Hopes are rising that the long dry is ending.

Southeast Australia has just had its first autumn with above-average rainfall since 2000. A La Nina event, which typically brings above-average rainfall to the eastern seaboard, looks imminent.

Mr Sutherland said the soil was now full of moisture.

"It means we will get runoff very easily and they are talking more rain in the weekend.

"If that happens it heads downstream. It is all good."

Rain on the Upper Murray benefits many more people than Mr Sutherland and his neighbours. The headwaters comprise less than 2 per cent of the area of the Murray-Darling Basin, but they contribute nearly 40 per cent of the inflow to the system.

Ian Prosser, from the CSIRO's Water for a Healthy Country, said what South Australia needed was a flood along the Murray. "That is where we need the rain."

Mr Sutherland said that 2010 had been a good year so far, "compared to the last few years where it has been dry, dry, dry, all the time".

"But you know what farmers are like, you get some rain and everyone is happy."

This time last year, Hume Dam was at just 13 per cent capacity. Yesterday it was at 31 per cent and rising.

Mr Sutherland was philosophical about the dry decade. "What has been good, the 10 years has taught us all how to farm with a lot less moisture."

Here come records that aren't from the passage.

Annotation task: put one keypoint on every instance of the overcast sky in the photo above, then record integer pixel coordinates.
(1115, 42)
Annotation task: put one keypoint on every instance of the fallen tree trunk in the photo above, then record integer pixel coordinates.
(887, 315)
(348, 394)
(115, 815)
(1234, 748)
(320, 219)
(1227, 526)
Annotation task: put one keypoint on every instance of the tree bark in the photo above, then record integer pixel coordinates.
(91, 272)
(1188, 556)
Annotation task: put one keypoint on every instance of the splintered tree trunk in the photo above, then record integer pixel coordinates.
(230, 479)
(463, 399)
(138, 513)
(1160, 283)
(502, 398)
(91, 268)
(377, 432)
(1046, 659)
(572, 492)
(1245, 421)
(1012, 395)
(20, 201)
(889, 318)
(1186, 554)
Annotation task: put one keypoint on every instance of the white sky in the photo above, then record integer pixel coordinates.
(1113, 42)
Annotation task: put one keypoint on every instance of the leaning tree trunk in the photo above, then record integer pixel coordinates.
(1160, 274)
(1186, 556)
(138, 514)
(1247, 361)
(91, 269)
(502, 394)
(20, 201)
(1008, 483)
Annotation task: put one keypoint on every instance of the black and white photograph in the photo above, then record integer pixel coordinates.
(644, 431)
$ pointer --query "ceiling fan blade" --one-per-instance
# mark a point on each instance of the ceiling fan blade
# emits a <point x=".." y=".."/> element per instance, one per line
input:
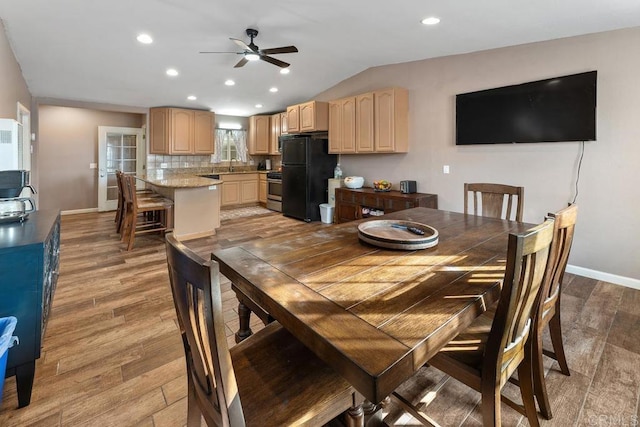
<point x="274" y="61"/>
<point x="284" y="49"/>
<point x="240" y="43"/>
<point x="241" y="62"/>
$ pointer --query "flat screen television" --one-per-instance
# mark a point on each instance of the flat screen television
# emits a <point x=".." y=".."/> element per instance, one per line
<point x="550" y="110"/>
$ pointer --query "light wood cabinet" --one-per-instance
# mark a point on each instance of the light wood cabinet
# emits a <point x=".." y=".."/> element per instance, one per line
<point x="180" y="131"/>
<point x="262" y="188"/>
<point x="312" y="116"/>
<point x="381" y="123"/>
<point x="391" y="120"/>
<point x="276" y="131"/>
<point x="284" y="129"/>
<point x="259" y="134"/>
<point x="239" y="189"/>
<point x="342" y="125"/>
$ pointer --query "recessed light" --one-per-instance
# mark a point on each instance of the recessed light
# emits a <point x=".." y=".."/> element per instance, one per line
<point x="432" y="20"/>
<point x="144" y="38"/>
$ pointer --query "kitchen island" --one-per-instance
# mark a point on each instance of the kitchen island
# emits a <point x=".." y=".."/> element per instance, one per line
<point x="196" y="210"/>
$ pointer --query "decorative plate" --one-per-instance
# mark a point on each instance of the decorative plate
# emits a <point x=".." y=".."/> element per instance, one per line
<point x="393" y="234"/>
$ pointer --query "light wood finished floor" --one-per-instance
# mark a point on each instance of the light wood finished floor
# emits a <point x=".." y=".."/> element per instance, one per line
<point x="112" y="353"/>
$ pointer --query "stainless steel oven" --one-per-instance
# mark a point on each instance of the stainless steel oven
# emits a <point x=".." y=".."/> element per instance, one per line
<point x="274" y="191"/>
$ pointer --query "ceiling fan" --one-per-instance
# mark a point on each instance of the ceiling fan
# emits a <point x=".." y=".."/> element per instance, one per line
<point x="251" y="52"/>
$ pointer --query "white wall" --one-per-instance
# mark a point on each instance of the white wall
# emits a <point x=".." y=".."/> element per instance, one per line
<point x="608" y="231"/>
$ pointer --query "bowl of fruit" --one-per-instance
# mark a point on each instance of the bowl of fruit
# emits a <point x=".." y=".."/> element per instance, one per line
<point x="382" y="185"/>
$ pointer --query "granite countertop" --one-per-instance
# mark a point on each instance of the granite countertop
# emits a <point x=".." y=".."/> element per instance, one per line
<point x="178" y="181"/>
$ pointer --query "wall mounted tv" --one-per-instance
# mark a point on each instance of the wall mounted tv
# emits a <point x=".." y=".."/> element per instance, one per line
<point x="551" y="110"/>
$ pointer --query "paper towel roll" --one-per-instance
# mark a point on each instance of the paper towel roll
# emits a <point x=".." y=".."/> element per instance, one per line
<point x="333" y="184"/>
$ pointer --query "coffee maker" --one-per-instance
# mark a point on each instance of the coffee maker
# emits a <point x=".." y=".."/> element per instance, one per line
<point x="13" y="206"/>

A little further downstream, near Tallangatta on Lake Hume, cattle farmer Michael McCormack was also enjoying the results of the week's rain.

"Traditionally this is when we get our rains, through the winter," he said.

Tallangatta lies on an arm of Lake Hume that has been dry for years. "It was a tourist town . . . they (tourists) haven't been there for 10 years because there is no water," he said. But Mr McCormack is now optimistic.